In de 19e eeuw, met de onafhankelijkheid, geleid door Hidalgo, met de populaire opstandelingenmacht van Indianen, mestiezen en enkele viceregale troepen.
De verenigde lansiers en dragonders leerden de distichs hun koppige vaardigheden als lansiers en dragonders van de reata, en vormden zo het begin van de identiteit van de Mexicaanse Creolen bij het verdedigen van hun vaderland.
Een voorbeeld hiervan waren de geestelijken Leona, de familie Bravo, Don Ignacio Guedea, José Antonio Torres, Andrés Delgado, commandant van de eenheid Dragones de Santiago, die bekend stond om zijn bekwame ruiters.
De priester Hidalgo werd gevolgd door Morelos, zeer bedreven te paard, een gevolg van zijn lange jaren als cowboy. En de ideeën van onafhankelijkheid gingen verder naar het zuiden, met Vicente Guerrero; met Guadalupe Victoria, in Veracruz; Pedro Moreno in de hooglanden van Jalisco, Guanajuato en Zacatecas; en met de felle arrestaties van de guerrilla's die er plezier in hadden om hun vijanden te werpen en "panzas coloradas" (zoals de mensen ze noemden) te slepen, waardoor de waardigheid en dapperheid die traditioneel is voor het Mexicaanse volk, onder de opstandige, inheemse en mestizo guerrilla's aanwezig was.

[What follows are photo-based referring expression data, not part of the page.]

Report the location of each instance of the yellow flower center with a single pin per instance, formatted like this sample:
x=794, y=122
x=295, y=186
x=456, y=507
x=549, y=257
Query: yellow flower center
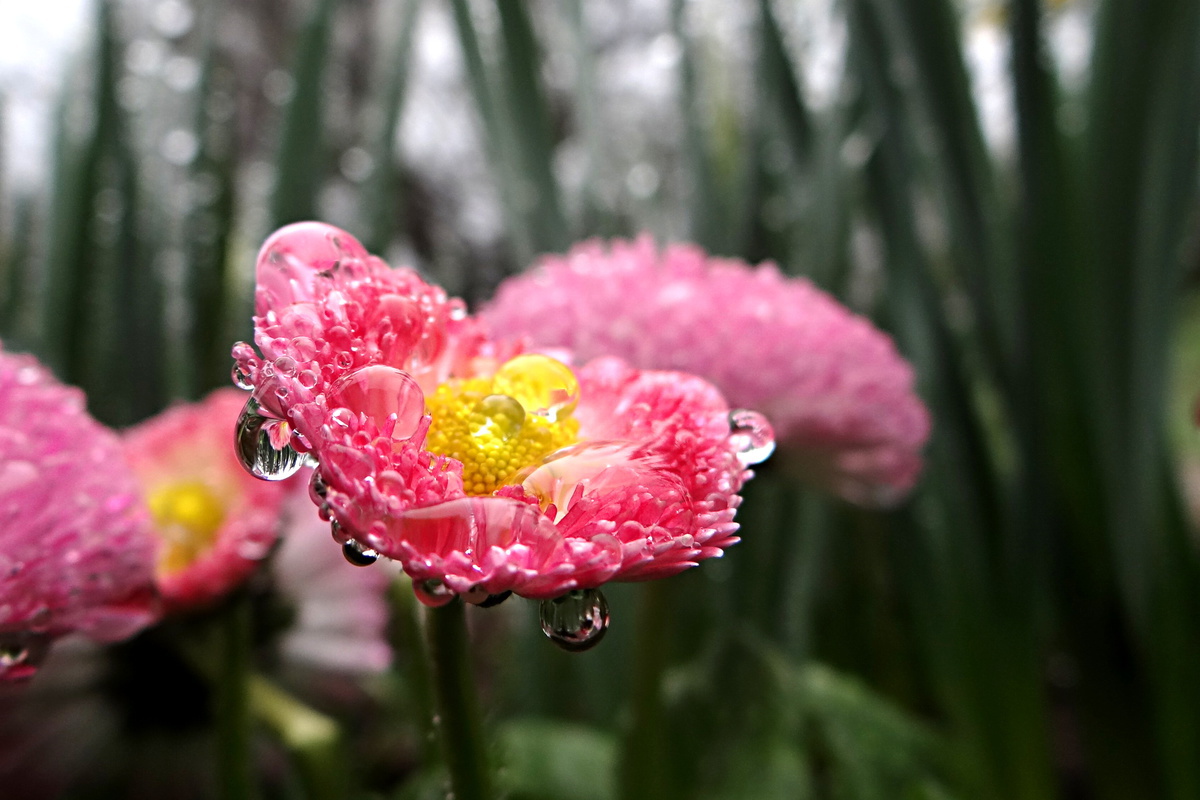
x=187, y=517
x=497, y=426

Toen onze politieke onafhankelijkheid eenmaal was bereikt in 1821 en na de kortstondige keizerlijke periode van Iturbide, nam de Mexicaanse vlag de nationale kleuren aan: groen, de opstandige beweging; wit, het symbool van de zuiverheid van de katholieke religie; en rood, dat de vereniging van Europeanen en Mexicanen vertegenwoordigde; in verticale strepen.
Het wapen herinnerde aan een oude Azteekse traditie, de adelaar in profiel staand op een cactus in het midden van de lagune, met een slang in zijn bek, die in het midden van de witte streep werd geplaatst in 1823, het jaar waarin de Mexicanen, hun wil verenigend in een bundel, de republikeinse regeringsvorm aannamen.
Het voorbeeldige patriottisme van het volk werd opnieuw getoond tijdens de Franse interventie, het imperium en de invasie.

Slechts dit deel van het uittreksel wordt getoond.